Android grabs a complete example of geek headlines on CSDN home page

Today, I wrote a little code. Grab the geek headlines on the home page. The effect is shown in the figure:

Share with novice friends.

main points:

1. Use Apache httpclient library to implement get request.

2. Asynchronous request processing.

3. Regular expressions capture the data they need.

1. Use Apache httpclient library to implement get request.

Using Apache is a simple three-step process

2. Asynchronous request processing.

The implementation of asynchronous requests is also very simple. A new thread is opened to execute request processing, and the request completes the data obtained by the handler in the main thread. See the code for details.

3. Regular expressions capture the data they need.

This is simpler. I recommend a tool, regextester, which is used in relevant documents.

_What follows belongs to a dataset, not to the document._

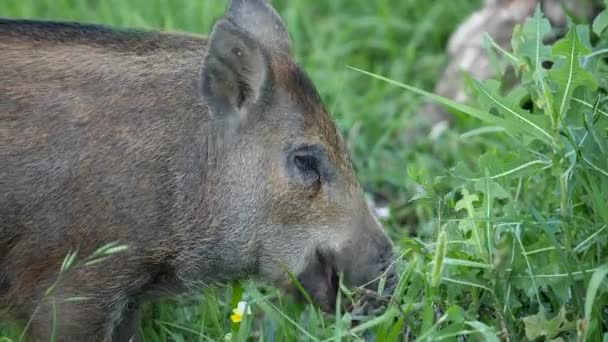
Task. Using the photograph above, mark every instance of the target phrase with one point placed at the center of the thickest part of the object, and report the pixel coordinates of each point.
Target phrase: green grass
(503, 234)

Let me say here that even if you don't know any regular expressions, you just need to know (. *?). It allows you to capture almost all the data you need.

". *?" note that three characters together represent greedy matching of any number of arbitrary characters. It can be simply understood as any character.

If "a. *? B" matches the string "eabcd", it will find "ABCD", where ". *?" matches "BC".

The content we need to grab is generally represented by "(. *?)". Note that parentheses are included here. This is important. Use parentheses to indicate what we want to extract.

We specifically analyze the CSDN home page source code. Each of the following operations should be tested in regextester.

It's easy to find. We need to capture the initial format of the content

The content we want to grab is the title and URL address. Use (. *?) instead

In contrast to the above, the content we want to capture is replaced by (. *?). Here "\ 1" represents the content of the first (. *?). They are duplicates.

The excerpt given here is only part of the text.